2 teaspoons canola oil
½ pound turkey kielbasa, cut into ½-inch slices
1 pound skinless boneless chicken breasts, cut into 1-inch chunks
1 (14½-ounce) can no-salt-added diced tomatoes
1 bunch scallions, thinly sliced (white and green parts separated)
½ pound okra, cut into 1-inch pieces, or 1 (10-ounce) package frozen sliced okra
4 garlic cloves, chopped
1 tablespoon Worcestershire sauce
1 teaspoon dried oregano
2 tablespoons quick-cooking polenta
¼ teaspoon black pepper
Few drops hot pepper sauce or to taste
1 Heat oil in pressure cooker over medium-high heat. Add kielbasa and chicken; cook until browned on all sides, about 5 minutes. Stir in tomatoes, white parts of scallions, okra, garlic, Worcestershire sauce, and oregano; lock lid in place. Bring to high pressure over high heat. Reduce heat just enough to maintain pressure; cook 4 minutes.
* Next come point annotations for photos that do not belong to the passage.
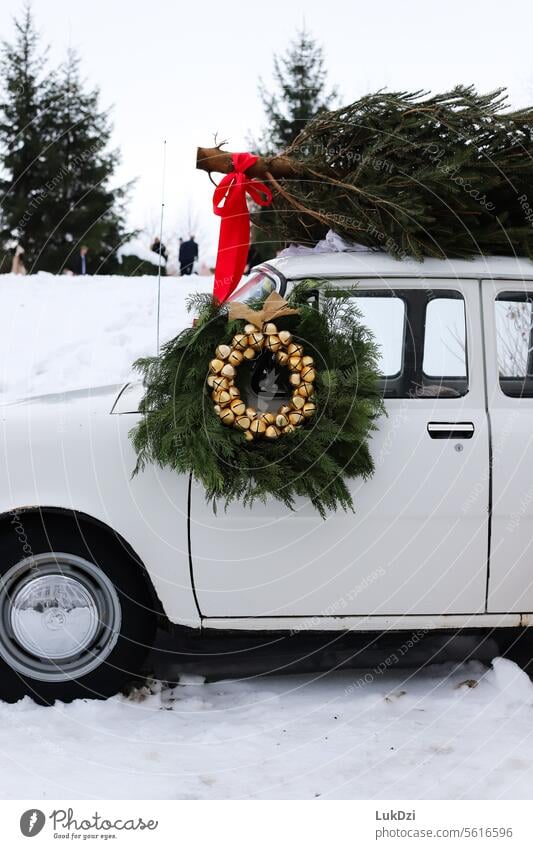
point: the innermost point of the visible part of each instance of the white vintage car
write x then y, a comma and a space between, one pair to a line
92, 559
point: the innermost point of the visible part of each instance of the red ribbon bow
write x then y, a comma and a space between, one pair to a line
230, 202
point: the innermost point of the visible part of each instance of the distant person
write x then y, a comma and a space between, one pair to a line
187, 256
157, 247
79, 266
17, 264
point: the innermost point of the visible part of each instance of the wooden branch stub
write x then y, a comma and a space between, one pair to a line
214, 159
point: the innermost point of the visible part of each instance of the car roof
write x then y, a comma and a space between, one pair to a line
369, 263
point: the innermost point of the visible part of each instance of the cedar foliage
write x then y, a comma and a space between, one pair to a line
180, 429
416, 175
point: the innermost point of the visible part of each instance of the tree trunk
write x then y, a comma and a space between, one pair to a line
214, 159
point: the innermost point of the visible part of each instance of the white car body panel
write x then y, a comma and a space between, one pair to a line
411, 547
415, 553
68, 451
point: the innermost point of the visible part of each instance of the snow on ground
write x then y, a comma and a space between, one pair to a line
447, 732
67, 332
458, 732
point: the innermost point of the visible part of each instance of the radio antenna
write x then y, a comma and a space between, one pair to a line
161, 242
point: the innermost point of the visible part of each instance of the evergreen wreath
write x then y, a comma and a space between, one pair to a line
181, 429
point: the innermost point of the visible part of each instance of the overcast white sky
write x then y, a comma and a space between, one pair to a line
183, 71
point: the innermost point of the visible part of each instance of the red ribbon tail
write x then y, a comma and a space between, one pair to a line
230, 203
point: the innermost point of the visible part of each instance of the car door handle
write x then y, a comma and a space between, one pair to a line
451, 430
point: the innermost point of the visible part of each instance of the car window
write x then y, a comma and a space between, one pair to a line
385, 318
444, 364
514, 343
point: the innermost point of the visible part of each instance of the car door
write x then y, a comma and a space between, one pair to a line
417, 541
508, 319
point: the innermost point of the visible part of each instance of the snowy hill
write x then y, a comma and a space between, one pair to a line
62, 332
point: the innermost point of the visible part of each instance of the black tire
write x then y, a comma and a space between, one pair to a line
31, 538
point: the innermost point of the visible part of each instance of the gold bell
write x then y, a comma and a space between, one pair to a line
238, 406
273, 343
235, 358
223, 352
295, 362
240, 342
272, 432
228, 371
308, 374
220, 382
223, 397
293, 348
296, 418
227, 417
258, 426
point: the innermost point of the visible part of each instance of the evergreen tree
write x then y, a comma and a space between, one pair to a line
299, 95
21, 139
79, 207
300, 80
55, 185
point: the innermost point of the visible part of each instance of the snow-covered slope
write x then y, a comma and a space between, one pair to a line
456, 732
66, 332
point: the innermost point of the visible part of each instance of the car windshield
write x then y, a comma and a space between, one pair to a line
258, 286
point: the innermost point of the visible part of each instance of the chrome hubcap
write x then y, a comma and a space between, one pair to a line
59, 617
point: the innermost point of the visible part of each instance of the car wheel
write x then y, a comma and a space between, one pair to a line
75, 617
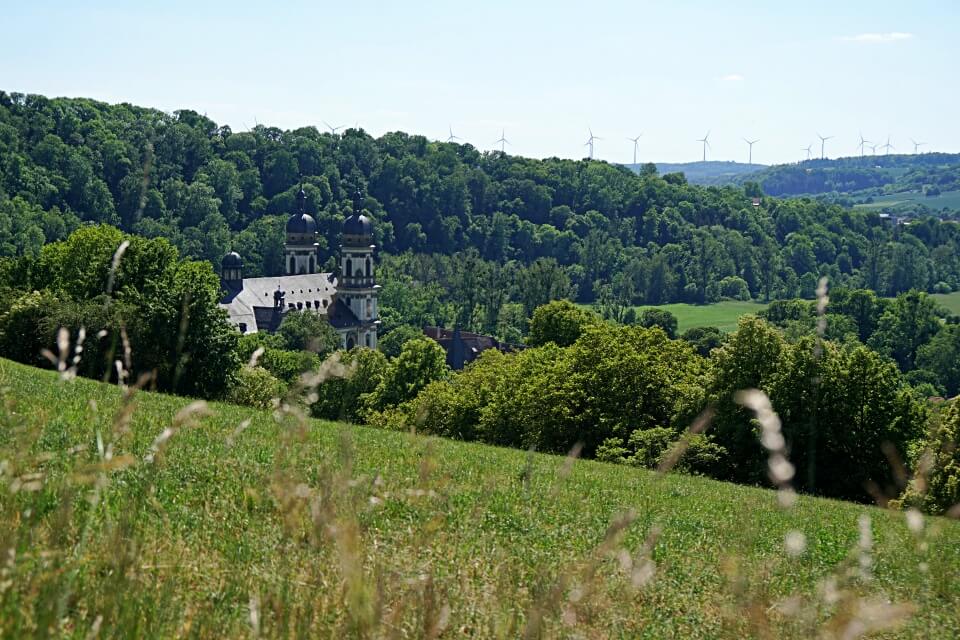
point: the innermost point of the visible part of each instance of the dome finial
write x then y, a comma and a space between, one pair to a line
301, 199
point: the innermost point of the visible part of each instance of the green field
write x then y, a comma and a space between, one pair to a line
949, 300
723, 315
947, 199
250, 523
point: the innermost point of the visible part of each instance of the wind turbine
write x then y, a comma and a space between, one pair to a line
823, 144
636, 143
750, 143
590, 140
706, 144
863, 143
502, 141
887, 146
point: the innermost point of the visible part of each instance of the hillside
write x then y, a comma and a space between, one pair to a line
235, 524
711, 172
921, 178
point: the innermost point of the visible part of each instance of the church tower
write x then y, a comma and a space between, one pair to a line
300, 252
358, 287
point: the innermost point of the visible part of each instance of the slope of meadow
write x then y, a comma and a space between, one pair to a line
146, 515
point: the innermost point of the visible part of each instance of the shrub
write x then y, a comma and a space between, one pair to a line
560, 322
254, 387
735, 288
937, 489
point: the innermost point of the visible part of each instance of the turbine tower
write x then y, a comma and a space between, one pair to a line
863, 144
706, 144
502, 141
823, 143
887, 146
590, 140
750, 143
333, 129
636, 143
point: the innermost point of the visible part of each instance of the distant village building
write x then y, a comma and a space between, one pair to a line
463, 347
349, 303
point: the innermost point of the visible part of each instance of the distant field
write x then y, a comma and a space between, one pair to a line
950, 301
246, 524
948, 199
723, 315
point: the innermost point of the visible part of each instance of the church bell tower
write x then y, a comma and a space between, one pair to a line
358, 287
300, 252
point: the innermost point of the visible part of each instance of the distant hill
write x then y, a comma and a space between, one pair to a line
712, 172
892, 173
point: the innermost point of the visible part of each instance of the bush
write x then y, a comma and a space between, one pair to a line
560, 322
704, 339
938, 490
735, 288
653, 317
392, 343
254, 387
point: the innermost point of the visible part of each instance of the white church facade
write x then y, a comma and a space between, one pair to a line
349, 302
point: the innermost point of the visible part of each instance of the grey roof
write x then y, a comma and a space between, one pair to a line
253, 303
232, 259
356, 225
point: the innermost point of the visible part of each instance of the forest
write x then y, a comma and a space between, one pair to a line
148, 202
596, 229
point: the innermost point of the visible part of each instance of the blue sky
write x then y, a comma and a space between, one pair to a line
542, 71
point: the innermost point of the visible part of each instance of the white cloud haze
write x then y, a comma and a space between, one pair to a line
878, 38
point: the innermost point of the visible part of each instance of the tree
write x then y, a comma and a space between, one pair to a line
560, 322
936, 489
909, 322
653, 317
309, 331
941, 356
421, 361
750, 359
344, 398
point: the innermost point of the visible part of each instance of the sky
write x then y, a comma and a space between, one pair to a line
544, 73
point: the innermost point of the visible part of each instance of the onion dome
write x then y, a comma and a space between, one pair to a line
232, 261
356, 225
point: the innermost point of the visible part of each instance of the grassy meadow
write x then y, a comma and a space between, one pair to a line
947, 199
949, 300
141, 514
723, 315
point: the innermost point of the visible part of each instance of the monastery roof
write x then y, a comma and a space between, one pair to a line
252, 305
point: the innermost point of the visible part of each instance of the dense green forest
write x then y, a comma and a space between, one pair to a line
927, 173
584, 229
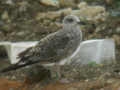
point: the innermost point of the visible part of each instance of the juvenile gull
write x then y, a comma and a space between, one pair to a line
54, 47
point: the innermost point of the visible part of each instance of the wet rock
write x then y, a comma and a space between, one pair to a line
9, 2
117, 39
66, 3
23, 6
53, 15
50, 2
118, 30
5, 15
97, 51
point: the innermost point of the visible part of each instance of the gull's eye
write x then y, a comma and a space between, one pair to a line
70, 20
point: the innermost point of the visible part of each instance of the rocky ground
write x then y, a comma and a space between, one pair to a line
29, 20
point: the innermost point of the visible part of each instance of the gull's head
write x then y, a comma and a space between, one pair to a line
72, 20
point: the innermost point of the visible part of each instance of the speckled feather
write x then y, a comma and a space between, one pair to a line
54, 47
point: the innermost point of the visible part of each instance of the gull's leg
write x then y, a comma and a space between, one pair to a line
57, 75
55, 72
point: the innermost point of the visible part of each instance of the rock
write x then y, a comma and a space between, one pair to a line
118, 30
50, 2
23, 6
91, 13
99, 51
117, 39
9, 2
5, 15
53, 15
66, 3
13, 49
82, 5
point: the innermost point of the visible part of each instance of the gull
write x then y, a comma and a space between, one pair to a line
53, 48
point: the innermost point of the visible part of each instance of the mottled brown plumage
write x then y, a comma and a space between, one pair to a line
56, 46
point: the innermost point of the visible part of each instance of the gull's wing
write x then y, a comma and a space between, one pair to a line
52, 48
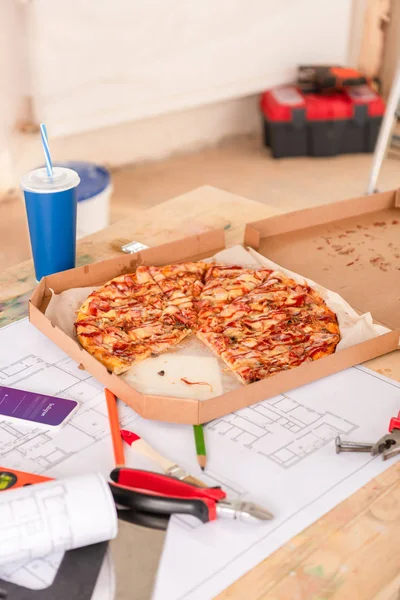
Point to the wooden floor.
(241, 166)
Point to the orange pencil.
(118, 444)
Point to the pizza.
(182, 286)
(257, 321)
(277, 326)
(128, 320)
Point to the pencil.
(200, 445)
(114, 427)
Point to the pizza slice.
(222, 285)
(277, 326)
(181, 286)
(126, 321)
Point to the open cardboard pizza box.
(351, 247)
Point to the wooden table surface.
(353, 552)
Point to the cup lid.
(94, 178)
(38, 181)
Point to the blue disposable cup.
(51, 205)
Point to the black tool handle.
(159, 505)
(150, 520)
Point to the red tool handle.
(148, 482)
(394, 423)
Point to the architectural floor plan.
(282, 429)
(279, 453)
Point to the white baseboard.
(150, 139)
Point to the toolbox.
(314, 124)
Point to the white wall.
(96, 64)
(14, 81)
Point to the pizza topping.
(259, 322)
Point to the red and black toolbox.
(339, 122)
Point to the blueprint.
(279, 453)
(57, 515)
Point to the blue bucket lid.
(94, 178)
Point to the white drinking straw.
(46, 150)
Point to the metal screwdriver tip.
(343, 446)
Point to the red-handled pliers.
(389, 444)
(149, 499)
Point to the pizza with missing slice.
(258, 321)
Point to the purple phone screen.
(38, 408)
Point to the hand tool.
(169, 467)
(349, 446)
(150, 499)
(388, 445)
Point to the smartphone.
(49, 412)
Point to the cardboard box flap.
(318, 215)
(357, 256)
(186, 249)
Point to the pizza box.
(303, 241)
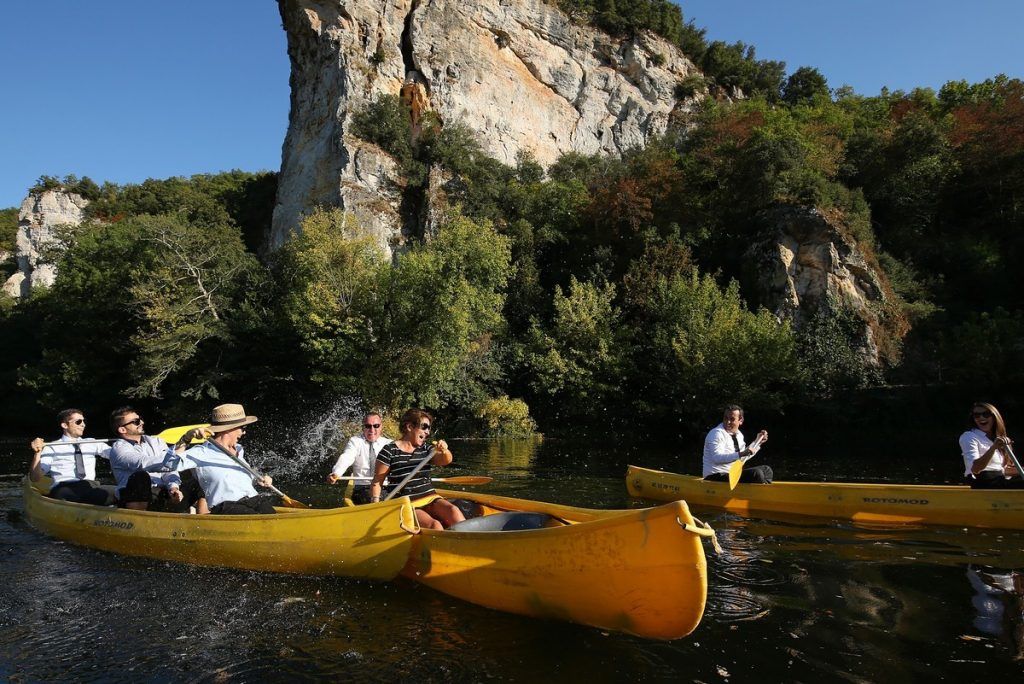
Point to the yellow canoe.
(641, 571)
(885, 504)
(358, 542)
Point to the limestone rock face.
(517, 73)
(40, 215)
(807, 261)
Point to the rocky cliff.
(808, 261)
(40, 216)
(516, 72)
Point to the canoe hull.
(359, 542)
(637, 571)
(881, 504)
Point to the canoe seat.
(503, 522)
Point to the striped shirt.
(401, 463)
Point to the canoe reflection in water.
(998, 599)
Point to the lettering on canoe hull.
(119, 524)
(912, 502)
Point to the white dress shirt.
(150, 454)
(57, 462)
(360, 456)
(720, 452)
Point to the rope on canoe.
(701, 529)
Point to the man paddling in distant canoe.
(72, 466)
(144, 481)
(360, 456)
(725, 444)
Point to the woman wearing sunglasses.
(988, 458)
(396, 460)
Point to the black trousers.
(83, 492)
(755, 474)
(360, 495)
(260, 504)
(139, 489)
(989, 479)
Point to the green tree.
(701, 347)
(331, 279)
(804, 86)
(576, 361)
(441, 310)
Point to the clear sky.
(124, 90)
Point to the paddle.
(458, 479)
(1013, 457)
(288, 501)
(736, 469)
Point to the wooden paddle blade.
(171, 435)
(735, 470)
(465, 479)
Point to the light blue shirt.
(222, 479)
(720, 451)
(150, 454)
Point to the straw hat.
(227, 417)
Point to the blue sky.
(122, 91)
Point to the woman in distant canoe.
(986, 450)
(397, 460)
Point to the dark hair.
(732, 407)
(998, 426)
(414, 417)
(65, 416)
(117, 417)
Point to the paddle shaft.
(252, 471)
(169, 432)
(457, 479)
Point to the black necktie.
(79, 463)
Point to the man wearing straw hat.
(225, 476)
(70, 464)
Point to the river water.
(788, 600)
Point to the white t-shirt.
(974, 443)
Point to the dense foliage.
(725, 66)
(584, 294)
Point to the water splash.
(308, 446)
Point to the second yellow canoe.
(873, 503)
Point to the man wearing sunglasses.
(360, 455)
(139, 462)
(71, 465)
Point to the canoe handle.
(701, 529)
(401, 522)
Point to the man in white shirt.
(139, 462)
(71, 465)
(360, 455)
(725, 444)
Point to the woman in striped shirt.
(397, 460)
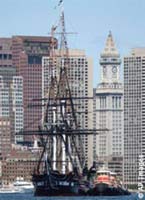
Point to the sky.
(90, 19)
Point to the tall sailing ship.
(61, 169)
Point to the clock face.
(114, 69)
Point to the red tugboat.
(106, 184)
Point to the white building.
(80, 80)
(17, 106)
(134, 116)
(108, 106)
(11, 103)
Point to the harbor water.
(22, 196)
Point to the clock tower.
(110, 62)
(108, 109)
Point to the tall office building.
(80, 81)
(134, 114)
(5, 52)
(27, 53)
(108, 106)
(17, 106)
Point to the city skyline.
(122, 18)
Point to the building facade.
(108, 106)
(27, 53)
(80, 82)
(134, 114)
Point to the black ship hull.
(58, 185)
(103, 189)
(68, 185)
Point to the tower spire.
(110, 48)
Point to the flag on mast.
(60, 2)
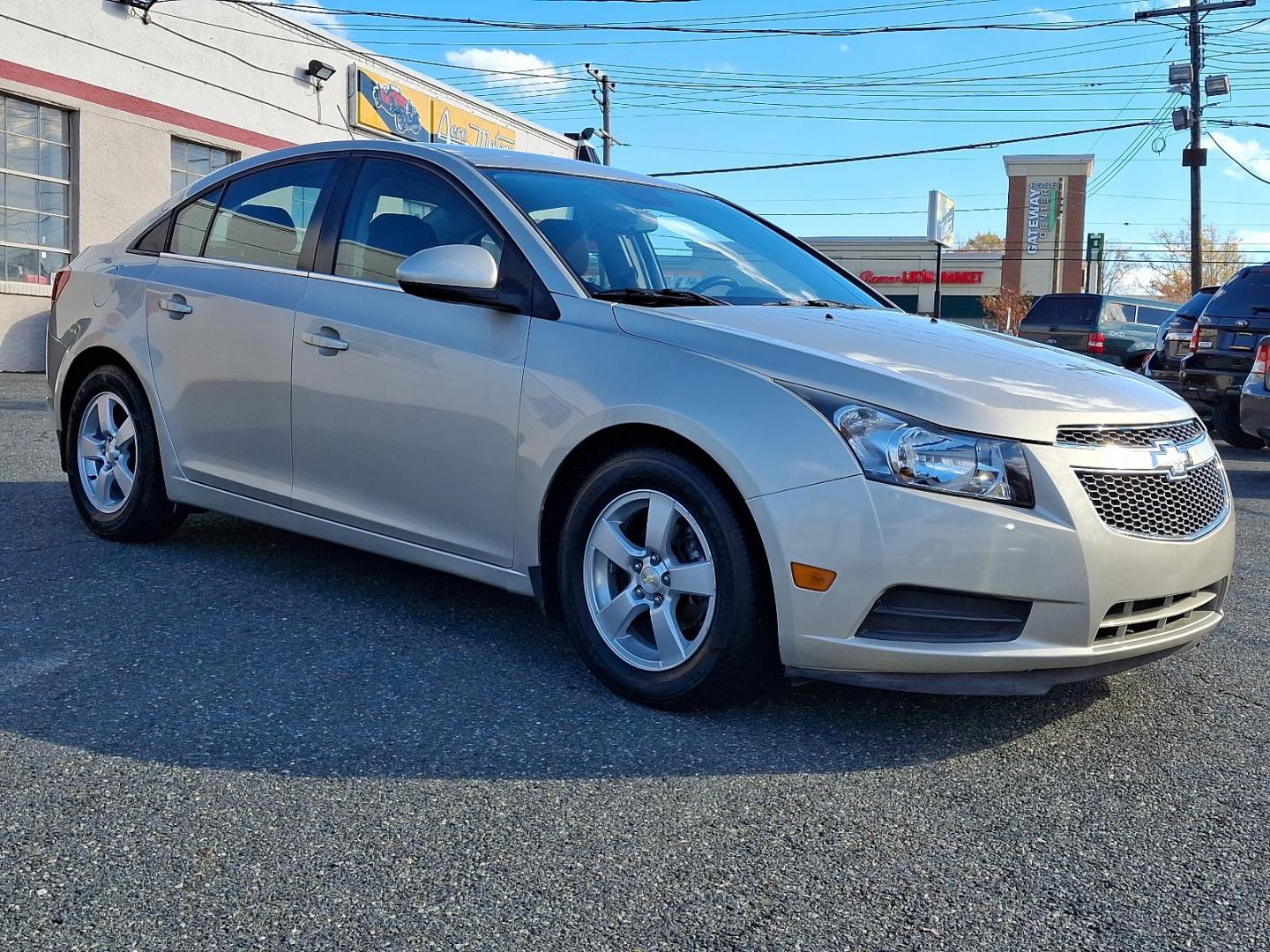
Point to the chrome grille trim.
(1132, 435)
(1157, 504)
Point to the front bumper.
(1061, 556)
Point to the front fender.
(583, 377)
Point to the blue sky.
(687, 100)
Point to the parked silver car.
(707, 449)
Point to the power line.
(1215, 143)
(902, 155)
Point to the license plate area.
(1244, 342)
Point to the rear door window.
(1246, 294)
(1117, 312)
(398, 208)
(1154, 315)
(265, 215)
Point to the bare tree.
(1005, 311)
(1116, 271)
(1171, 264)
(984, 242)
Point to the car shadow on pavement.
(242, 648)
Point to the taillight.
(1259, 365)
(60, 282)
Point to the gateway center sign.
(1042, 213)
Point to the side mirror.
(462, 273)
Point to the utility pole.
(1195, 158)
(605, 100)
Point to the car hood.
(941, 372)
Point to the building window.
(192, 161)
(34, 190)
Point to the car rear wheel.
(1226, 423)
(112, 461)
(661, 588)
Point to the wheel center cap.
(651, 579)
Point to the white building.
(107, 108)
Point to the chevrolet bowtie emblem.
(1169, 456)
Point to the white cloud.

2 Quick-release pressure according to manufacturer’s directions. Stir in polenta and black pepper; simmer until gumbo is thickened, about 1 minute. Stir in green parts of scallions and pepper sauce.
PER SERVING (1 cup): 211 Cal, 7 g Total Fat, 2 g Sat Fat, 0 g Trans Fat, 66 mg Chol, 451 mg Sod, 13 g Carb, 4 g Sugar, 3 g Fib, 23 g Prot, 82 mg Calc.
HEALTHY EXTRA
Serve the gumbo over hot cooked brown rice (²⁄³ cup cooked brown rice per serving will increase the PointsPlus value by 3).